Fifth, if the election does become contested, Democrats should not count on litigation alone to resolve it in their favor. In each game, the team that moved most aggressively out of the gate, and that was most effective in coordinating not only its legal strategy, but also its political action strategy in the states, its political mobilization strategy across the country, and its media messaging, had a decisive advantage. Here it is important to note that Republicans hold a distinct advantage: their political discipline and coordinated field organization and media operation has no comparable model on the much more fractious left. Our scenarios suggested that the most aggressive—which is to say normatively uninhibited—strategies are more likely to succeed. Whichever side claims the narrative immediately and creates “facts on the ground” indicating that they intend to physically keep or take the Presidency is likely to prevail. For this reason, grassroots organizers need to prepare for mass mobilization, and political campaigns need to work with legal experts and others to better understand the dynamic between legal and political strategies.

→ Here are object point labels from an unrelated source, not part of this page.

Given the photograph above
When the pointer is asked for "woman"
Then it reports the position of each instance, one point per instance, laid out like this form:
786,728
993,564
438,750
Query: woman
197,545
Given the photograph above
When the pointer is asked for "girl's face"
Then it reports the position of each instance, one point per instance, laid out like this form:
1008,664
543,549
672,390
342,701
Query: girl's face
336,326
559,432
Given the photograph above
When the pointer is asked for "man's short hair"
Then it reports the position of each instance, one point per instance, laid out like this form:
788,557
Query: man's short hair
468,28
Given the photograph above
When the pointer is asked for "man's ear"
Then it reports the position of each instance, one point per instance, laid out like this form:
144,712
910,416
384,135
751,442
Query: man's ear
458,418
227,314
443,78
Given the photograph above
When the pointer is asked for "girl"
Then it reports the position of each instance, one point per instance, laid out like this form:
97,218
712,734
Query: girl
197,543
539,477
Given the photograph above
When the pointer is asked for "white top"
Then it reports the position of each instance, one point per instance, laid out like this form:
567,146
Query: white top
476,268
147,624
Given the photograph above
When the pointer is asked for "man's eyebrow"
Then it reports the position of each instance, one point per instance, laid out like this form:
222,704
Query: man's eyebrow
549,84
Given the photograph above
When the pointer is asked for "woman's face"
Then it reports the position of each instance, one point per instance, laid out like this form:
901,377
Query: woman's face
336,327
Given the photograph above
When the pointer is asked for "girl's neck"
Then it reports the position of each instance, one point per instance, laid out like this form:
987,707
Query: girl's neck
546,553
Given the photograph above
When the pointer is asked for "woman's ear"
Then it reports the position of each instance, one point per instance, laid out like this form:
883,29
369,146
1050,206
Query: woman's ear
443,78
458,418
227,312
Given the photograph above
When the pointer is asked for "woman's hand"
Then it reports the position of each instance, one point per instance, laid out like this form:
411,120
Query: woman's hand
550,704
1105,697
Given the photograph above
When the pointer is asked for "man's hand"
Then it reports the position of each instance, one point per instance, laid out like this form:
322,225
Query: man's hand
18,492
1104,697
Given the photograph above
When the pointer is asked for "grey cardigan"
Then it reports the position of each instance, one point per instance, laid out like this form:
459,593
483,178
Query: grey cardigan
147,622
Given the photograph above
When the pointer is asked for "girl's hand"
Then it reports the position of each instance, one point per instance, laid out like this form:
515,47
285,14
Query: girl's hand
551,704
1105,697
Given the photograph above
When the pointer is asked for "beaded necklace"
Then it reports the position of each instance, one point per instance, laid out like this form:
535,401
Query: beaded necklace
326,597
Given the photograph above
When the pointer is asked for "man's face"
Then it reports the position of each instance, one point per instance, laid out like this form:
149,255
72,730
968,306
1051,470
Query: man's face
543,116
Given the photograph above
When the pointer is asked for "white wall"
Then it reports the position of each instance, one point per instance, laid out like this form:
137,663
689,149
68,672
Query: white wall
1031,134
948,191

Sixth, even if Trump loses and concedes, this administrative transition will be unlike any other. Key threats that emerged from the scenario games included that Trump might use his last weeks in office to maximize the flow of federal dollars to Trump businesses. He might try to pardon everyone, including himself, to protect against future legal actions. He might start a foreign adventure to distract attention from his actions. And he might intentionally disrupt the normal administrative handover procedures, for example by destroying files or only providing the incoming administration with the bare minimum of information. Trump has several motives for pursuing such actions. First, such behavior will increase his leverage in any negotiation he may undertake with the incoming Biden administration on his “exit package” (for example, seeking immunity from prosecution in New York state for money laundering and tax evasion). Second, the more ruinous the situation his successor faces, the harder it will be for them the enact a positive program, and the easier it will be to find fodder for criticizing the performance of the new administration. Because, who knows, maybe he or one of his children would like to run in 2024. Such actions would unfortunately not be unprecedented, as the mirror efforts by Herbert Hoover in 1932-33 to hamstring and sabotage president-elect Franklin Roosevelt, in the hopes of preparing his own comeback in 1936.
Again, there are no easy fixes to these risks. We can encourage investigative reporting to expose corrupt deals for Trump businesses and provide ammunition for a future administration to potentially seek legal redress. We can clarify whether there are criminal penalties for the destruction of documents. We can provide protections and support to whistleblowers. And Congressional oversight committees can redouble their efforts to make it clear that they will hold the administration accountable for failures to uphold the law.
But even if the country and our system of government gets through the transition more or less intact, whoever is in the White House will be presiding over a deeply traumatized country where the losers are likely to feel not only aggrieved but afraid. Over the longer term, it is therefore essential that we as a country develop a strategy to address “Trumpism after Trump.” Trump’s base will not demobilize just because he leaves office. Failure to address this threat will compromise the next Administration’s ability to govern.
The next administration will face a number of thorny conundrums in this regard. To take one example: while the country needs to systematically challenge white supremacists and dismantle extremist networks, it is also true that we need a strategy to bind up the wounds that the country has suffered over the last few years. And these two goals are in tension with one another. Likewise, should Biden succeed in taking office, one of the most immediate questions he will face will be what to do about members of the former administration who have committed egregious abuses of power. Should the incoming Department of Justice pursue criminal charges for any wrongdoing they may find, or challenge pardons Trump may issue to himself or others on his way out the door? On the one hand, pursuing criminal charges will be seen by the right as mere political revenge, further poisoning the political atmosphere. On the other hand, letting them walk away scot-free risks further entrenching a culture of political impunity.
One option worth exploring is possibility of a Truth and Reconciliation Commission, something South Africa used to confront the legacy of Apartheid in a way that enabled restorative justice. Major factions of both parties feel as if the victory of the other represents an existential risk to their way of life. Restoring the democratic promise of the United States above all will require rebuilding a shared narrative of trust and collective security.